Вообще удивительный переворот произошел в Америке. Правые взяли функцию левых. В шестидесятые годы левая молодежь боролась с системой. Сейчас правые старые люди борются с системой. То, что происходит сейчас в Америке, — это правые не идут на компромисс. Они говорят: «Все должно развалиться. И оно развалится! И мы построим новый мир». Я говорю: «Это я уже слышал. Правда, с другой стороны». Сейчас левые думают только о том, как бы сохранить статус-кво. Чтобы ничего не изменилось. Правые говорят: «Надо все это сокрушить! К чертовой бабушке!»
— То есть вы разделяете правые взгляды?
— Нет, я про себя не говорю.
— Но ведь вы тоже хотите сокрушить.
— Я — да нет... сокрушить... Ну вообще, может быть, да! Да, вы правы! На старости лет происходит перестройка. Как все коммунисты — раз — и вдруг антикоммунисты. То же самое началось в Америке. Была масса журналов марксистско-троцкистских, они резко перестроились и стали правыми: теперь это неоконсерватизм. И, конечно, великая русская женщина Алиса Розенбаум, которая писала под именем Айн Рэнд. Она дочка фармацевта из Санкт-Петербурга. Ее книга «Атлант расправил плечи» — прочитайте, это Библия.

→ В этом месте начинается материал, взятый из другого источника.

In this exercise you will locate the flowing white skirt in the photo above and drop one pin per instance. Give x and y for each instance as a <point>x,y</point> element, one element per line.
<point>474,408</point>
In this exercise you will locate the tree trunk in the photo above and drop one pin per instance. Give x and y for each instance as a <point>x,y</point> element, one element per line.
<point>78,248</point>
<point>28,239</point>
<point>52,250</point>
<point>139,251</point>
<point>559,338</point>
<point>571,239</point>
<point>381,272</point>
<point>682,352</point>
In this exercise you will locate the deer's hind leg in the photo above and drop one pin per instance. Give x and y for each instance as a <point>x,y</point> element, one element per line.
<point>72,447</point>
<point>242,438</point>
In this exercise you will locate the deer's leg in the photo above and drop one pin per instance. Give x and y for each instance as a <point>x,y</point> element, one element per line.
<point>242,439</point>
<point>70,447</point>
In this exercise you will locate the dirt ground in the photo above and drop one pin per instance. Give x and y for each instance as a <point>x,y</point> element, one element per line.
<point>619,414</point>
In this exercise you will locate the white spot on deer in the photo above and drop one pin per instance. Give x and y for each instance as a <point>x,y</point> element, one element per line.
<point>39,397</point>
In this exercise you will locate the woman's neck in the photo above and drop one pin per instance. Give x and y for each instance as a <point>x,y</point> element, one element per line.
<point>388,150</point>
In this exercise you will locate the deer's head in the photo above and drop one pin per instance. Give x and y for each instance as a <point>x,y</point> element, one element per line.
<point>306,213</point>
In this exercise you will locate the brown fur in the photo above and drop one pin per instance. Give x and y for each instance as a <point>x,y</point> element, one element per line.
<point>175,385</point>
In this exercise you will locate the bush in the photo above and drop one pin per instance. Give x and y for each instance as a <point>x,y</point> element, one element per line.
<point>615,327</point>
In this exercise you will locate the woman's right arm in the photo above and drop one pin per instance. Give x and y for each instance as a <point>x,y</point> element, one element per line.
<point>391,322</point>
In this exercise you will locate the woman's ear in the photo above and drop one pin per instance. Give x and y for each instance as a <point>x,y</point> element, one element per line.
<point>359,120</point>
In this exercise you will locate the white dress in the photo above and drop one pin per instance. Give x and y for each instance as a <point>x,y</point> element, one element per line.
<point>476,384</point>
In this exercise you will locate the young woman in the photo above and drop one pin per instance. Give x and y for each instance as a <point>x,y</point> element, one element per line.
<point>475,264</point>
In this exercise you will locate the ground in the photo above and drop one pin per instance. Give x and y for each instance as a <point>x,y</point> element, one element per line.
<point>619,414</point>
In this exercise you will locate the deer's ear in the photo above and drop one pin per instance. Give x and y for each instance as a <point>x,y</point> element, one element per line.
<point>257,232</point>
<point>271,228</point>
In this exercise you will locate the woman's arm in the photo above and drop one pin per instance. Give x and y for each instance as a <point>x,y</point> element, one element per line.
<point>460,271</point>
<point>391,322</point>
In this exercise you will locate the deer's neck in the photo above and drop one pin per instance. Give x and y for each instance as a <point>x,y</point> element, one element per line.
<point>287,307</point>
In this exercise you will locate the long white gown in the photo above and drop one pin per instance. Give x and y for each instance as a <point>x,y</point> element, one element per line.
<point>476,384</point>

Но я не могу это прочесть, это огромный, толстый роман, и вокруг него культ (смеется). Я думаю, две самые главные женщины — это русские: мадам Блаватская, которая придумала всю эту «йогу-йогу», и Айн Рэнд. Две женщины из России, которые изменили мир, и абсолютно недооцененные.
— Где хранятся ваши работы? Откуда они приедут на ретроспективную выставку?
— По всему миру. Это музеи, коллекционеры. Но сейчас происходит обратный процесс, наши работы скупаются русскими. И это очень плохо для русского искусства! Его очень мало за границей. Русское искусство XIX века неизвестно в мире, и оно не часть рынка, потому что оно тоже скупалось — царем. Здесь очень мало художников. Я всегда пытаюсь объяснить, что такое англоязычная культура. Каждый год выходит несколько десятков словарей. Количество английской литературы несопоставимо с количеством русской — оно в десятки, сотни раз больше! Это другая масса, и поэтому трудно сравнивать. Русское искусство крошечное: это всего лишь сотни людей. Совершенно другая картина. Но такова жизнь.